Tibet, Taïwan, Google, les nuages se sont brutalement amoncelés sur une relation sino-américaine dont le président Barack Obama avait annoncé après son arrivée à la Maison-Blanche qu'elle «façonnerait le XXIe siècle».

Et si certains analystes évoquent une «escalade contrôlée», Pékin et Washington n'en traversent pas moins, deux mois et demi après la première visite d'Obama en Chine, la pire zone de turbulences depuis l'installation de l'actuelle administration américaine. Mardi, la Chine, ulcérée par de nouvelles ventes d'armes américaines à Taïwan, a averti les États-Unis qu'ils seraient «entièrement responsables» s'ils perdaient sa coopération sur «les grands dossiers internationaux».

Référence implicite aux programmes nucléaires de l'Iran et la Corée du Nord où l'aide de Pékin est plus que jamais sollicitée.

Le fait que la Chine laisse ses internautes se déchaîner contre l'«Oncle Sam» et ses médias de langue anglaise vitupérer contre «l'arrogance» ou «l'hypocrisie» américaine en dit long sur la dégradation du climat.

«Il est sûr que les événements récents vont avoir un impact négatif sur les relations sino-américaines et les frictions pourront se multiplier», estime Jia Qingguo, professeur en relations internationales à l'Université de Pékin.

Dans un contexte déjà assombri par les querelles sur le niveau du yuan et la saisine de l'OMC pour plusieurs différends commerciaux, les tensions ont réellement surgi il y a trois semaines avec Google.

Touchant à la fois à l'économie et au politique avec la question sensible de la censure, «l'affaire Google» a fini par impliquer les deux gouvernements, Washington sommant la Chine de fournir des explications sur les attaques contre le moteur de recherches californien et Pékin protestant de sa souveraineté.

Ajoutant à la tension, Pékin a averti mardi qu'une rencontre entre Barack Obama et le dalaï lama «minerait sérieusement les fondations politiques des relations sino-américaines».

Le chef spirituel des bouddhistes tibétains est attendu à Washington le 16 février pour une tournée américaine de dix jours.

L'annonce, vendredi dernier, de ventes de missiles antimissiles Patriot, de navires chasseurs de mines sous-marines et d'hélicoptères Black Hawk par les États-Unis à Taïwan avait mis de l'huile sur le feu.
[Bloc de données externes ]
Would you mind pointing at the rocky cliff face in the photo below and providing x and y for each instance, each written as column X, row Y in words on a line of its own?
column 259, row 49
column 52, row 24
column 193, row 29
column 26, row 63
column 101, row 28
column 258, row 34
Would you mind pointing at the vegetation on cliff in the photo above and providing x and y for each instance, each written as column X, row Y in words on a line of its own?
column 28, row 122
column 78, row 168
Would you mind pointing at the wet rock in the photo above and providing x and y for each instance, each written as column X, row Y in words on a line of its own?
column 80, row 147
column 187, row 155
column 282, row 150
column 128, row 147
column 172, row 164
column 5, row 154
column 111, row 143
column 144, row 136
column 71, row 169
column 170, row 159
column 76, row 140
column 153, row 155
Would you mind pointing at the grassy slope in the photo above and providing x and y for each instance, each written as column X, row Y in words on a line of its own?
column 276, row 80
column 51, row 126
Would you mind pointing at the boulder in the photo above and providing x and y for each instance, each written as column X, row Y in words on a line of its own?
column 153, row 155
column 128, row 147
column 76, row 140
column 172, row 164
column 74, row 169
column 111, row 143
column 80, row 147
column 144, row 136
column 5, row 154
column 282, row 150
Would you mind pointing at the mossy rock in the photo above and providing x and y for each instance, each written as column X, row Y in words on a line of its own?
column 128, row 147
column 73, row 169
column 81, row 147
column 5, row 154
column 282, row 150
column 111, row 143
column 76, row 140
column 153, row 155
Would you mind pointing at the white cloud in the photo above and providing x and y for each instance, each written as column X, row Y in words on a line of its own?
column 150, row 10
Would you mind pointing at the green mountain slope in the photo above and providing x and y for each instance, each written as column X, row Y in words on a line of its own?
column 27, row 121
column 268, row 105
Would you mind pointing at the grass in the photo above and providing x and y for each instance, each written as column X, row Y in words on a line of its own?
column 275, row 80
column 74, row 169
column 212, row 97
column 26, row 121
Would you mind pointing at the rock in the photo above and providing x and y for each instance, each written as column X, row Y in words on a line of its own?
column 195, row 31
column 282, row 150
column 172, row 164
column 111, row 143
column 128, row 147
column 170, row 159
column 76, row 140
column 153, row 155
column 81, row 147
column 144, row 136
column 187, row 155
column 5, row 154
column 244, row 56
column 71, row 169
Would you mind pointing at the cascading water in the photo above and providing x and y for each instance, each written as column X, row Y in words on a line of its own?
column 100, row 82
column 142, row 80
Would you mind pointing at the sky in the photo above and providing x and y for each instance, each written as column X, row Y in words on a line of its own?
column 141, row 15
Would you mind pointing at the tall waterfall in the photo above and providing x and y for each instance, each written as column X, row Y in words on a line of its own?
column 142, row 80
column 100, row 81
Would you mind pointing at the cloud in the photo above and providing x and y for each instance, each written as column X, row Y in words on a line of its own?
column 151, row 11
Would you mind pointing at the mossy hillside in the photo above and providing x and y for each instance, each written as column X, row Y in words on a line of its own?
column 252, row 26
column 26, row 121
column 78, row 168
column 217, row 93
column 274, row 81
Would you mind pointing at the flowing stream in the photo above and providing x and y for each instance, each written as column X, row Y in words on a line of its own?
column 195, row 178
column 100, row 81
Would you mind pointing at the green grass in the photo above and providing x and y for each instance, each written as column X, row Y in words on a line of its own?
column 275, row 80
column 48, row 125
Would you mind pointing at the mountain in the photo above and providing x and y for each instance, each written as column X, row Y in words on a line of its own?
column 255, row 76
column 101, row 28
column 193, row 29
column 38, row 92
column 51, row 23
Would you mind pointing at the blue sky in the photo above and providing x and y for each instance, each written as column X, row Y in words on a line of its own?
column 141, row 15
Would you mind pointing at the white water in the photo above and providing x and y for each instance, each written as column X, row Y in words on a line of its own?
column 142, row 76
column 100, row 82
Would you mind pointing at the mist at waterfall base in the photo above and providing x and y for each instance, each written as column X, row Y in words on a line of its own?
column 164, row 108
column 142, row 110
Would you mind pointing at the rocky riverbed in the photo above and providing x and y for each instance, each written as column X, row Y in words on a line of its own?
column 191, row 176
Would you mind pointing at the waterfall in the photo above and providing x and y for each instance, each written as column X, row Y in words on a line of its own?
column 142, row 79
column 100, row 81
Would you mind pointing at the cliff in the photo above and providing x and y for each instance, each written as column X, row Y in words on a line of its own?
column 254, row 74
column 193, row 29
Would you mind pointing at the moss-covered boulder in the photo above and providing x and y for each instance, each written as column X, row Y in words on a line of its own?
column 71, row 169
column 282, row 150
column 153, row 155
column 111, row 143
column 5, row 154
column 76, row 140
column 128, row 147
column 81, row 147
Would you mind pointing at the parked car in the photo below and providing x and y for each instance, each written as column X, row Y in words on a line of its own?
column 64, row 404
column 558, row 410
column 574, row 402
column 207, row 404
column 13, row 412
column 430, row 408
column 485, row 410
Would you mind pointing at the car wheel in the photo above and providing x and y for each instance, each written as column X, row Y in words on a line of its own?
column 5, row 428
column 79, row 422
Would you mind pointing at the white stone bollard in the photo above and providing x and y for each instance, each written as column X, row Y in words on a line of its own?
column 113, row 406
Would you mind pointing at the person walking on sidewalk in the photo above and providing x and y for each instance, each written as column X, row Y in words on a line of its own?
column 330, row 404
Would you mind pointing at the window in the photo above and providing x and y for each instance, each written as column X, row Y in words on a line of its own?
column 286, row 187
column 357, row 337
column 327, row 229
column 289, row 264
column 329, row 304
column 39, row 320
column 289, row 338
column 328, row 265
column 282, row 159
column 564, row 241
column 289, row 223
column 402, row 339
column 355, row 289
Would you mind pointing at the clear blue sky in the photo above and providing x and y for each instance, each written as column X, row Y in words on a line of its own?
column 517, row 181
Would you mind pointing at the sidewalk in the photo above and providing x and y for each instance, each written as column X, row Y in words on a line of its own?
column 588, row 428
Pour la première fois, la Chine ne s'est pas contentée de protester vivement ni de suspendre ses échanges militaires avec les États-Unis: elle a annoncé des sanctions contre les compagnies américaines impliquées.

«Les États-Unis ont semblé un peu abasourdis de la réaction plus forte que prévu de la Chine», notait mardi le quotidien Global Times, alors qu'un responsable militaire américain qualifiait l'attitude de Pékin de «regrettable».

Pour Jean-Pierre Cabestan, de la Hong Kong Baptist University, la Chine «se sent plus forte et sent les États-Unis plus faibles».

Les Chinois «pensent qu'ils peuvent pousser un peu plus loin leur avantage» face à des États-Unis dans une situation économique difficile, plus dépendants de la Chine, endettés auprès de la Chine», dit-il.

Contrairement à ses prédécesseurs, Obama est arrivé au pouvoir en tendant la main à la Chine, attitude conciliante interprétée par Pékin comme un signe de faiblesse, explique Jean-Philippe Béja, chercheur au Centre d'études français sur la Chine contemporaine (CEFC) à Hong Kong.

Pékin en a profité pour «être très dur à Copenhague» aux négociations sur le climat, ou «condamner lourdement (le dissident) Liu Xiaobo» à 11 ans de prison, dit-il.

Maintenant, «les États-Unis essaient de montrer qu'ils sont une superpuissance. Ils tapent sur Taïwan et le Tibet à deux jours d'intervalle. Obama doit montrer que sa position initiale n'était pas une position de faiblesse. On est dans une espèce de poker».

«On va encore avoir des tensions pendant un certain temps», prédit-il.